Un nuage de douceur à siroter
Avec une crème aussi douce et vanillée, on a envie de quelque chose de frais et léger. Je te propose un thé glacé maison à la pêche et au romarin. Fais infuser quelques brins de romarin frais avec ton thé noir, laisse refroidir, puis sers-le avec des morceaux de pêche fraîchement coupée et beaucoup de glaçons. C’est le soleil du Sud dans un verre !
Pour une version plus festive, un verre de Muscat de Rivesaltes ou de Clairette de Die bien frais sera parfait. Leurs notes fruitées et leur douceur naturelle épouseront la rondeur de la vanille sans l’écraser. C’est un accord plein de finesse et de gourmandise.
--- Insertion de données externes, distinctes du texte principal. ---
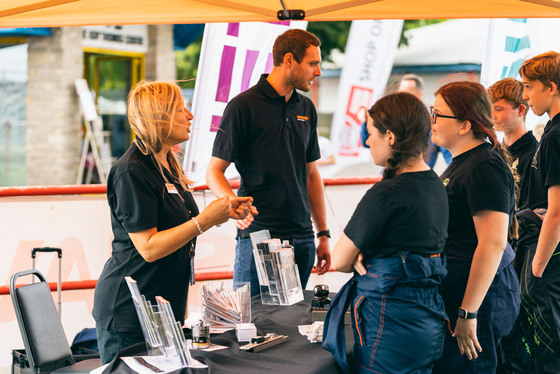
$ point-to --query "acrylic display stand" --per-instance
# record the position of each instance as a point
(163, 334)
(277, 271)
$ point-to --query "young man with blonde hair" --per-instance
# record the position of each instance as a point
(509, 110)
(540, 278)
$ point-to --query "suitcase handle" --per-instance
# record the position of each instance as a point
(46, 249)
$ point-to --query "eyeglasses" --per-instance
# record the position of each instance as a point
(434, 116)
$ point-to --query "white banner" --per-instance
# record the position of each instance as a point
(370, 52)
(510, 42)
(232, 59)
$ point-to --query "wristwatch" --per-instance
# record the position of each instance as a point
(326, 233)
(465, 314)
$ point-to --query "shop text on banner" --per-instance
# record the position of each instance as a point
(232, 58)
(370, 52)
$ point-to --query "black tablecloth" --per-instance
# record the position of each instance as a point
(295, 356)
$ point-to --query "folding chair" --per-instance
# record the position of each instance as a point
(43, 336)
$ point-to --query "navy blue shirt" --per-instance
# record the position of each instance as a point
(407, 212)
(139, 200)
(522, 153)
(545, 166)
(271, 141)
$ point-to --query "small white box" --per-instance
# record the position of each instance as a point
(245, 331)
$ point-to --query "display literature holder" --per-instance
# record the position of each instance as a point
(163, 334)
(276, 269)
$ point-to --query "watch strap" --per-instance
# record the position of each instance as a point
(326, 233)
(465, 314)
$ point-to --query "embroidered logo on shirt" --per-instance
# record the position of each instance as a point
(171, 188)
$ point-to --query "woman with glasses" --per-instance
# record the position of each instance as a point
(154, 218)
(481, 290)
(393, 244)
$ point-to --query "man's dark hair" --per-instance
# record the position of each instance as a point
(294, 41)
(413, 77)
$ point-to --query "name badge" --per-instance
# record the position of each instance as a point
(171, 188)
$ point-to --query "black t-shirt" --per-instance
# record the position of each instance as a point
(139, 199)
(271, 141)
(522, 153)
(476, 180)
(545, 167)
(406, 212)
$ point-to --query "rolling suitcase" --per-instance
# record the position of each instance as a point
(59, 282)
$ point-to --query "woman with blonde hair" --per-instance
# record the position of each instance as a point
(481, 290)
(154, 218)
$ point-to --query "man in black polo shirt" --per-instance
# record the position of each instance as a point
(270, 133)
(509, 110)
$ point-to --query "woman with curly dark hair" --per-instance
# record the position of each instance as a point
(393, 243)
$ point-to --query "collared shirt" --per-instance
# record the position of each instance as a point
(139, 199)
(271, 141)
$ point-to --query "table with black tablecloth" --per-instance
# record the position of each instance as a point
(295, 356)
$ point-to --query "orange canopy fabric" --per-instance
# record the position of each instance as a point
(56, 13)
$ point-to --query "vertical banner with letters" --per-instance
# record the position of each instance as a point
(370, 53)
(232, 59)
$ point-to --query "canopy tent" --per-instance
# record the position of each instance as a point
(56, 13)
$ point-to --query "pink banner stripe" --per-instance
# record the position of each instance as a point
(226, 69)
(233, 29)
(250, 61)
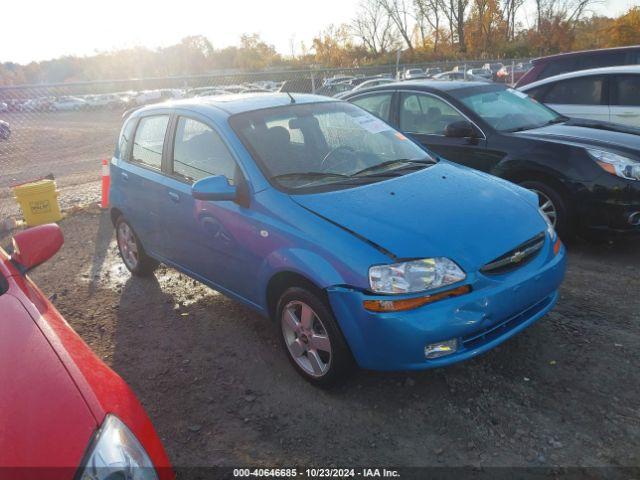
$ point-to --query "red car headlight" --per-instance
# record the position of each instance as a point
(116, 453)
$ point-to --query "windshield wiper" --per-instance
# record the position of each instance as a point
(531, 127)
(383, 165)
(308, 175)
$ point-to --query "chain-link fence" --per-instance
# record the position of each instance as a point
(65, 130)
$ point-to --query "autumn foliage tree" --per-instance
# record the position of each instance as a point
(423, 30)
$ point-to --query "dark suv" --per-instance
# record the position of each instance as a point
(569, 62)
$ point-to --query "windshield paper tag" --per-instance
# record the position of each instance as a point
(371, 123)
(516, 92)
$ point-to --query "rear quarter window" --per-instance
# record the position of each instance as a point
(149, 141)
(4, 285)
(122, 147)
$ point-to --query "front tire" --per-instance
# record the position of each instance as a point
(554, 206)
(312, 339)
(131, 251)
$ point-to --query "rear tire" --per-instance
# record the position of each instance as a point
(131, 250)
(554, 204)
(312, 339)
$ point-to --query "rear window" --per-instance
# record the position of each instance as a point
(589, 60)
(577, 91)
(149, 140)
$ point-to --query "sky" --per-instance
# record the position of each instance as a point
(40, 30)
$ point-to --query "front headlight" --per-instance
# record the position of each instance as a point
(117, 453)
(550, 230)
(616, 164)
(414, 276)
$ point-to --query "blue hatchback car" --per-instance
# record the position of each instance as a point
(363, 247)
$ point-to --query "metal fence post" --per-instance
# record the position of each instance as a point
(313, 81)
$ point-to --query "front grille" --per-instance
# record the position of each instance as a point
(516, 257)
(483, 336)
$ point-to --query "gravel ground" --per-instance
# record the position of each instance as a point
(221, 392)
(70, 145)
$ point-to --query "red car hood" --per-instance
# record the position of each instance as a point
(44, 421)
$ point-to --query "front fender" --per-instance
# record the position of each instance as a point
(316, 268)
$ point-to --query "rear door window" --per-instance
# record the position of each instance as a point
(199, 152)
(149, 140)
(378, 104)
(426, 114)
(577, 91)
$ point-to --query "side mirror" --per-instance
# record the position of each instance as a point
(214, 188)
(36, 245)
(460, 129)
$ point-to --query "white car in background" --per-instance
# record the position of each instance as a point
(414, 74)
(105, 100)
(68, 103)
(609, 94)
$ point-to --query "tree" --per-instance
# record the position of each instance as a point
(375, 29)
(400, 15)
(626, 29)
(429, 11)
(455, 11)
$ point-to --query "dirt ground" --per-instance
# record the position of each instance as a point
(220, 391)
(70, 145)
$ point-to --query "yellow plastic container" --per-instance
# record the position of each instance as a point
(39, 202)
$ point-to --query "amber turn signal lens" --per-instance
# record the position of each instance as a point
(411, 303)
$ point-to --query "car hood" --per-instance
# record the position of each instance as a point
(44, 420)
(590, 133)
(444, 210)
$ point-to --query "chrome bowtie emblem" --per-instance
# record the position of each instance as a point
(517, 257)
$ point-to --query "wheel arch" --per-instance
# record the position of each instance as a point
(284, 280)
(115, 213)
(520, 171)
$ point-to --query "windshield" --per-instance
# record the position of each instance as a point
(510, 111)
(323, 146)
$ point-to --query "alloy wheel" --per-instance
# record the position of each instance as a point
(306, 338)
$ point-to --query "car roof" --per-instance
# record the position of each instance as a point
(584, 73)
(443, 85)
(584, 52)
(236, 103)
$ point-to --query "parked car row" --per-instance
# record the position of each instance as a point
(610, 94)
(586, 173)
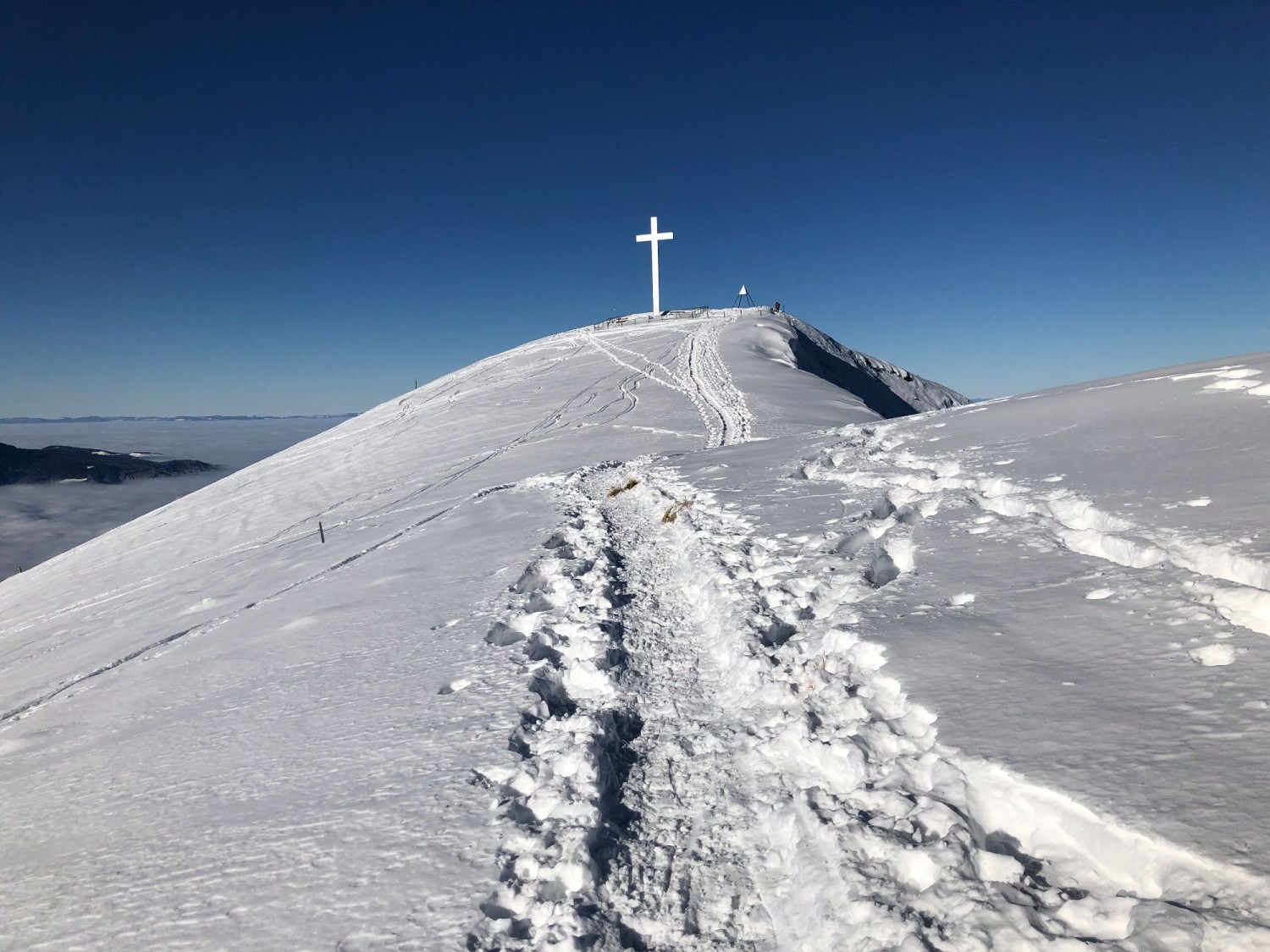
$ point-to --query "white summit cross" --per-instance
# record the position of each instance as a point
(653, 238)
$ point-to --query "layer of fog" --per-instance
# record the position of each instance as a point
(38, 522)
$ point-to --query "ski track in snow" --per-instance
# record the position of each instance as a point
(714, 759)
(700, 375)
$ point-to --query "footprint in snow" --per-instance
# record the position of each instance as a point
(1213, 655)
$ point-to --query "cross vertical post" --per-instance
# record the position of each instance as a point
(653, 238)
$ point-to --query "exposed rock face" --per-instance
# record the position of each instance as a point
(53, 464)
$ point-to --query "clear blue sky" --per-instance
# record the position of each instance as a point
(302, 207)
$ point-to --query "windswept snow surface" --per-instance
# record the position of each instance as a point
(614, 645)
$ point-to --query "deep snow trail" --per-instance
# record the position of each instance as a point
(714, 759)
(700, 375)
(711, 381)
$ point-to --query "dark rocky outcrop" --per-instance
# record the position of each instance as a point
(53, 464)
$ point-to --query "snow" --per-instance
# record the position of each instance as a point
(38, 522)
(653, 635)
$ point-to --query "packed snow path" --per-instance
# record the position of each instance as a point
(698, 372)
(706, 746)
(716, 761)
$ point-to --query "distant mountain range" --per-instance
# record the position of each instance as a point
(84, 465)
(169, 419)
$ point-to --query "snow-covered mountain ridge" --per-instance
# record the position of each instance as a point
(611, 644)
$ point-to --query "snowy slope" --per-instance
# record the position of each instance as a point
(583, 660)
La crème des crèmes, une histoire française
La crème pâtissière, c’est un peu la tour Eiffel de la pâtisserie. Un monument ! On attribue souvent son invention, ou du moins sa popularisation, au grand pâtissier François Massialot, qui officiait à la cour de Louis XIV au XVIIe siècle. Il l’aurait décrite dans son ouvrage ‘Le Cuisinier roïal et bourgeois’. Imagine un peu, cette crème régale les palais depuis des siècles !
Elle fait partie de ce que l’on appelle les ‘crèmes de base’ en pâtisserie, aux côtés de la crème anglaise (sa cousine sans fécule, plus liquide) et de la crème d’amandes. Ce qui est fascinant, c’est sa polyvalence. Elle est la base de nombreuses autres préparations : allégée avec de la crème fouettée, elle devient une crème princesse ou légère. Mélangée à de la meringue italienne, elle se transforme en crème chiboust, la fameuse crème du Saint-Honoré. Chaque pays a sa propre version de la crème cuite, comme le ‘custard’ anglais ou la ‘crema pasticcera’ italienne, mais la version française, avec son intense parfum de vanille, reste pour moi inégalée. C’est la cuisine qui fait sourire, tout simplement.